The Reverend Francis Norton woke up Sunday morning and realizing it was an exceptionally beautiful and sunny early spring day, decided he just had to play golf. So... he told the Associate Pastor that he was feeling tired and convinced him to do the service for him that day.
As soon as the Associate Pastor left the room, Rev. Norton headed out of town to a golf course about forty miles away. This way he knew he wouldn't accidentally meet anyone he knew from his Parish.
Setting up on the first tee, he was alone. After all, it was Sunday morning and everyone else was in church!
At about this time, Saint Peter leaned over to the Lord while looking down from the heavens and exclaimed, "You're not going to let him get away with this, are you?"
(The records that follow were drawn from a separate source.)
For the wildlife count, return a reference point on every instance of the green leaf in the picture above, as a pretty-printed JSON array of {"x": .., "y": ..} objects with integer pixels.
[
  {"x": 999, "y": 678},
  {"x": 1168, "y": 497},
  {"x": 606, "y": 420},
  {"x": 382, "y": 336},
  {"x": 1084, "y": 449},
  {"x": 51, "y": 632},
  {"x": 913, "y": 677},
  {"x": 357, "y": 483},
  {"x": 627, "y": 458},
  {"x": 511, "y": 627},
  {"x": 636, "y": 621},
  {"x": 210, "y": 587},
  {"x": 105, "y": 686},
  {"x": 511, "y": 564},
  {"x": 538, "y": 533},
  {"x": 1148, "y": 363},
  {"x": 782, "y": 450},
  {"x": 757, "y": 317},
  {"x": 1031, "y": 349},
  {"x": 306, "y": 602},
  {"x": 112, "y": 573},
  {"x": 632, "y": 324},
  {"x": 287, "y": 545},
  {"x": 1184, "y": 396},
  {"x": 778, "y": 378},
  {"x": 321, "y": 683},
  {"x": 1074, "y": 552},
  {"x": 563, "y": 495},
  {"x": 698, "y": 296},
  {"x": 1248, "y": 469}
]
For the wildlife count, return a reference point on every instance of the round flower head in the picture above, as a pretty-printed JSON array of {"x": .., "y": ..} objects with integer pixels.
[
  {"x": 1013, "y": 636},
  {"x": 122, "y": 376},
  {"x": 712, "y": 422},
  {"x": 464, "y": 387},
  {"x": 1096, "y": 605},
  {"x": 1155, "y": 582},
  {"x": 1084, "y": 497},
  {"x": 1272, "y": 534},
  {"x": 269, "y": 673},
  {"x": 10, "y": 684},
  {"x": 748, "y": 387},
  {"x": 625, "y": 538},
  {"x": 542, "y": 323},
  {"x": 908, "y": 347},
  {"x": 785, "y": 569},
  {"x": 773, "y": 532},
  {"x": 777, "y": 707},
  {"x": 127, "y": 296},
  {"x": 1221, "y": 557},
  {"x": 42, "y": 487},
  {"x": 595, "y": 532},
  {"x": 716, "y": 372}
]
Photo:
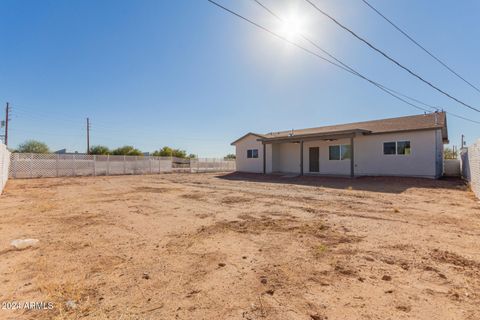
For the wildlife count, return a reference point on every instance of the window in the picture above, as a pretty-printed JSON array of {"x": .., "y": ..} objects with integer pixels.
[
  {"x": 403, "y": 147},
  {"x": 334, "y": 153},
  {"x": 252, "y": 153},
  {"x": 339, "y": 152},
  {"x": 398, "y": 148},
  {"x": 345, "y": 151},
  {"x": 389, "y": 147}
]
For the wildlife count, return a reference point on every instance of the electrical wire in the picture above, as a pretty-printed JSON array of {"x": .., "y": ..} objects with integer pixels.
[
  {"x": 419, "y": 45},
  {"x": 355, "y": 72},
  {"x": 318, "y": 56},
  {"x": 390, "y": 58}
]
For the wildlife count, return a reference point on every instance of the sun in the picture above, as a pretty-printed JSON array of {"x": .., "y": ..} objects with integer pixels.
[{"x": 292, "y": 26}]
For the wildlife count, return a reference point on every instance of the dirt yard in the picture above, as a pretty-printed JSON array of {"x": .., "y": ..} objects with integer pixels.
[{"x": 213, "y": 246}]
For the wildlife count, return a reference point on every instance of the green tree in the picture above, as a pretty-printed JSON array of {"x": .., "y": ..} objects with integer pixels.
[
  {"x": 164, "y": 152},
  {"x": 33, "y": 146},
  {"x": 127, "y": 151},
  {"x": 170, "y": 152},
  {"x": 103, "y": 150},
  {"x": 179, "y": 153}
]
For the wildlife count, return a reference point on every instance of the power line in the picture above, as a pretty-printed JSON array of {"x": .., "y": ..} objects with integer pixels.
[
  {"x": 381, "y": 87},
  {"x": 390, "y": 58},
  {"x": 420, "y": 46},
  {"x": 346, "y": 68},
  {"x": 353, "y": 71},
  {"x": 350, "y": 69}
]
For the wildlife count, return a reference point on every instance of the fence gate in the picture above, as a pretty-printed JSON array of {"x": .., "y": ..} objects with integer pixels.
[{"x": 34, "y": 165}]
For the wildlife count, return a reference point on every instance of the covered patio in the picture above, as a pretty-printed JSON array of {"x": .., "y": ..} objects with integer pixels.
[{"x": 311, "y": 153}]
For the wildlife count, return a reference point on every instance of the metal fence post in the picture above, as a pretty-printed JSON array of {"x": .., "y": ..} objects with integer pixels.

The Lord sighed, and said, "No, I guess not."
Just then Rev. Norton hit the ball and it shot straight towards the pin, dropping just short of it, rolled up and fell into the hole. IT WAS A 420 YARD HOLE IN ONE!
St. Peter was astonished. He looked at the Lord and asked, "Why did you let him do that?"
The Lord smiled and replied, "Who's he going to tell?"
There was these three minister buddies out in the middle of the lake fishing one day, and one started to get introspective. He turned to the others and said "ya know we are always listening and praying for other peoples problems, but don't really have anyone to tell our secret sins and problems to...seeing we're friends and out here in the middle of the lake with no one around, why don't we confess up to one another?"
To which the second one said "yes that's right...okies i'll share that i still have a smoking problem...i sneak out behind the church and take a few puffs..."
The others had an astonished look on their faces, but comforted the second pastor. The first one pipes up again and says "yes, I too have a secret sin...i drink a lot of the communial wine when no ones around..."
Again an astonished look filled the boat...then the first two turned towards the third one who was very quiet and asked what does he have to confess up to?
To which he gleefully replied.."i got this problem with gossip, and CAN'T WAIT TILL I GET ON THE PHONE!!!"